Un segnale di apertura, almeno sul piano del linguaggio diplomatico, è arrivato direttamente dal commissario europeo. In un post pubblicato al termine della missione a Washington, Šefčovič ha definito “produttiva” la settimana di lavoro nella capitale americana e ha parlato di “incontri positivi” con i rappresentanti dell’amministrazione Usa. “Il nostro obiettivo rimane invariato: un accordo commerciale transatlantico buono e ambizioso”, ha scritto su X, allegando una foto accanto ai suoi interlocutori statunitensi. Un messaggio calibrato, che riflette l’intenzione della Commissione di tenere aperto il canale del negoziato senza forzare toni o contenuti.

Gli equilibri interni all’Ue

La discussione al Coreper II sarà centrale non solo per fare il punto tecnico sulle trattative, ma anche per testare la tenuta politica dell’Unione. Dietro la formula dell’unità europea si nascondono, in realtà, profonde divergenze tra i principali Stati membri. Da un lato, Germania e Italia spingono per un’intesa rapida che metta al sicuro l’export manifatturiero, anche a costo di alcune concessioni su altri fronti. Dall’altro, Francia e Spagna ritengono prematuro accettare un’intesa con contorni ancora indefiniti e insistono per condizioni più favorevoli all’Europa.

La linea prevalente, almeno per ora, sembra quella del cancelliere tedesco Friedrich Merz: meglio un accordo imperfetto che una guerra commerciale a colpi di dazi generalizzati. Una posizione condivisa da Roma, fortemente esposta nei settori auto, alimentare e chimico-farmaceutico. Ma Parigi non ci sta: teme che la Commissione ceda troppo facilmente su dossier strategici come la digitalizzazione e la difesa comune. La Spagna, da parte sua, condivide i timori francesi e chiede maggiori garanzie su come saranno distribuiti i benefici e i costi dell’intesa.

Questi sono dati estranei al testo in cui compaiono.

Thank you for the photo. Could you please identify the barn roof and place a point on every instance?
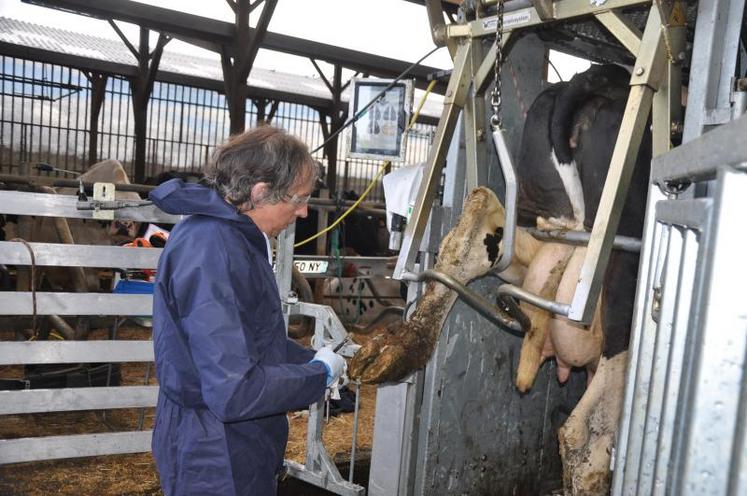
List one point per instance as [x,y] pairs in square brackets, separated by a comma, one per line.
[53,45]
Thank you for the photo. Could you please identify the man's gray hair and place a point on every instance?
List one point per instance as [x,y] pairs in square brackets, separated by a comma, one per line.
[262,155]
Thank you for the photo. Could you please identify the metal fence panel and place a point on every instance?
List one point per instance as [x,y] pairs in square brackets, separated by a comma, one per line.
[74,399]
[57,447]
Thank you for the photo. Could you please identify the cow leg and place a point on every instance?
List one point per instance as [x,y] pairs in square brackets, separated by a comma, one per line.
[587,436]
[575,345]
[469,250]
[542,278]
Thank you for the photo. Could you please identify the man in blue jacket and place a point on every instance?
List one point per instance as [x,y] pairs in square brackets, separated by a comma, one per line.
[227,371]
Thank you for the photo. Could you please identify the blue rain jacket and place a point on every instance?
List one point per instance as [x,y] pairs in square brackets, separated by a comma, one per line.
[227,371]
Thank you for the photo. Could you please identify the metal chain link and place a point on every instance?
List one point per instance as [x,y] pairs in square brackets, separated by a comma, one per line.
[495,96]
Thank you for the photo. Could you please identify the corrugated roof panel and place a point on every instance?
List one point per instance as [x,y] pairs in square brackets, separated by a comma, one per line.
[67,42]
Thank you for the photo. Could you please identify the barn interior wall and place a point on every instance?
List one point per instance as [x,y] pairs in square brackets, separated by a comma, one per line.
[44,117]
[478,434]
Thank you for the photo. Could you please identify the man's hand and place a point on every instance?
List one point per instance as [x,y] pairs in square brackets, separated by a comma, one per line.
[334,363]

In questo contesto, la riunione odierna del Coreper rappresenta anche un banco di prova per Ursula von der Leyen. La presidente della Commissione non ha in agenda missioni negli Stati Uniti, ma segue direttamente l’evoluzione del dossier. Da Aarhus, dove è intervenuta per il seminario di inizio semestre della Commissione, ha ribadito la disponibilità a un accordo negoziato, ma ha anche confermato che Bruxelles è pronta ad attivare contromisure qualora Washington decidesse di procedere unilateralmente.

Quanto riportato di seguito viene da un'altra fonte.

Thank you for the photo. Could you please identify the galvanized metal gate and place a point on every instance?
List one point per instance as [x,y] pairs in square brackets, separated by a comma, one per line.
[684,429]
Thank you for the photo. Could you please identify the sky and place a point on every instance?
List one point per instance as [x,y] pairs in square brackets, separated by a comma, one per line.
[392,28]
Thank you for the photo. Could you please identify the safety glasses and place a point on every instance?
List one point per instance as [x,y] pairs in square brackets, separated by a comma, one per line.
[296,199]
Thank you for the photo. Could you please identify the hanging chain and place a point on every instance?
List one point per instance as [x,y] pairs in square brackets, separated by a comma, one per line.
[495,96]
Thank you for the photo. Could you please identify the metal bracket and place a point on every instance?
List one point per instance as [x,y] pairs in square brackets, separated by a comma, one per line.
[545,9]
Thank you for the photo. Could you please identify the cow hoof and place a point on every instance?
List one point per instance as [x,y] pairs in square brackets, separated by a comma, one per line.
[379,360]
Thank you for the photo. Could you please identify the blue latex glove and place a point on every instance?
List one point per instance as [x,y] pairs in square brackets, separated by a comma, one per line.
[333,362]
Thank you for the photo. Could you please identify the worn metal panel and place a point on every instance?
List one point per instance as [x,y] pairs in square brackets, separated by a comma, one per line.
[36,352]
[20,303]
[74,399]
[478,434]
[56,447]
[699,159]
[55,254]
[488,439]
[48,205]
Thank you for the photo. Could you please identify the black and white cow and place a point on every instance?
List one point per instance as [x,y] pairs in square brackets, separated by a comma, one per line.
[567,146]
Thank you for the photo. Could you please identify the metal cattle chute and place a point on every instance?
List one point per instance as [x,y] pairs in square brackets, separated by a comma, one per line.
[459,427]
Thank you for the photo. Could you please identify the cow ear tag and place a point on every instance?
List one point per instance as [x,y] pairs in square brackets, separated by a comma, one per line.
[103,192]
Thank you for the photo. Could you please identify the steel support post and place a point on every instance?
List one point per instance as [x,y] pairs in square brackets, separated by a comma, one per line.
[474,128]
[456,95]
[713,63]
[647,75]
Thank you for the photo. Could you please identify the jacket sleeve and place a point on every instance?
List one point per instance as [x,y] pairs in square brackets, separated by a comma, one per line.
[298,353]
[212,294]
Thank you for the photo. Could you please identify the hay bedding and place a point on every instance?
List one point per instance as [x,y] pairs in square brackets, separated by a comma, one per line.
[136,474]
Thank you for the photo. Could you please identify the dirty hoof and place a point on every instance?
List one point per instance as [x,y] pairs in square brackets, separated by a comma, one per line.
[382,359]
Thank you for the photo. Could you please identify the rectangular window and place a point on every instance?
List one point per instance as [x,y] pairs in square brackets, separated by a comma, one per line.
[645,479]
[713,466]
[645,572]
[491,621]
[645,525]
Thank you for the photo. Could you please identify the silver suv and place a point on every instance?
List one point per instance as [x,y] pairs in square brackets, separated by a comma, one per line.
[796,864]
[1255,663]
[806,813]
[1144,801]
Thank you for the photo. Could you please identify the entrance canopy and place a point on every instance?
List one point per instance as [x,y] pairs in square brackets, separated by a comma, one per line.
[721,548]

Un accordo entro il 9 luglio?

La scadenza fissata da Donald Trump è ormai dietro l’angolo. Entro il 9 luglio, la Casa Bianca potrebbe firmare il decreto che introduce dazi generalizzati del 50% su numerosi prodotti europei, a meno che non si arrivi a un accordo di principio. La Commissione europea lavora con l’obiettivo dichiarato di scongiurare questa eventualità, ma i margini sono ridottissimi. I 90 giorni concessi da Trump a partire dal 9 aprile, quando aveva sospeso i dazi reciproci annunciati col “Liberation Day”, stanno per scadere.

L’opzione sul tavolo è quella di un’intesa quadro, non definitiva ma sufficientemente articolata da congelare le tariffe e permettere una prosecuzione dei colloqui nelle prossime settimane. “Puntiamo a un accordo di principio, è impossibile ultimare nei dettagli un’intesa in 90 giorni”, ha spiegato von der Leyen. La strategia è simile a quella adottata con il Regno Unito: chiudere il capitolo politico, rimandando le parti tecniche a tavoli successivi.

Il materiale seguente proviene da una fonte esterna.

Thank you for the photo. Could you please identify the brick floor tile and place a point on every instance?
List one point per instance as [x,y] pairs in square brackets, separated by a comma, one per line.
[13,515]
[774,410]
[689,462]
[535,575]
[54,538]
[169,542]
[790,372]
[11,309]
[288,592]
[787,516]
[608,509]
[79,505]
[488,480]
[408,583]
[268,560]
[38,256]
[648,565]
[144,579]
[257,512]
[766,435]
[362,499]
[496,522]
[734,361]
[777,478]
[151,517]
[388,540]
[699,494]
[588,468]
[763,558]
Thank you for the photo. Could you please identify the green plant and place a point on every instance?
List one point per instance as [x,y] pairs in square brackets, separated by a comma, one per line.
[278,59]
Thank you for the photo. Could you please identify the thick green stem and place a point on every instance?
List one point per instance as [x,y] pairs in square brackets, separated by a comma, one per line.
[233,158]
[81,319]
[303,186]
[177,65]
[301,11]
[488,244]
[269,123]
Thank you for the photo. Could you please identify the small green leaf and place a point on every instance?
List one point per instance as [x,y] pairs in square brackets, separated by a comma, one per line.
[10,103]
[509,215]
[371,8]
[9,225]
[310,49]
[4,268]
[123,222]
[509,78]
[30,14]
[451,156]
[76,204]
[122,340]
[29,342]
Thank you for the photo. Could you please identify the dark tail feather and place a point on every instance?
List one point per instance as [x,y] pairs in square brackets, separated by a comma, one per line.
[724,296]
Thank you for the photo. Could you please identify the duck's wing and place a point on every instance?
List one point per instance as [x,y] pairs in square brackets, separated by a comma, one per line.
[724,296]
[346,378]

Ma Washington pretende un segnale tangibile, e qui entrano in gioco le concessioni europee. Secondo fonti diplomatiche, l’amministrazione americana ha chiesto impegni su almeno tre fronti: una moratoria sui procedimenti antitrust contro le Big Tech; una clausola sugli acquisti energetici che garantisca quote crescenti di gas naturale liquefatto statunitense nei prossimi cinque anni; un’intesa quadro per agevolare le esportazioni di sistemi d’arma made in Usa. L’Ue valuta, ma i 27 devono decidere rapidamente se accettare un compromesso ora o rischiare un’escalation da mercoledì prossimo.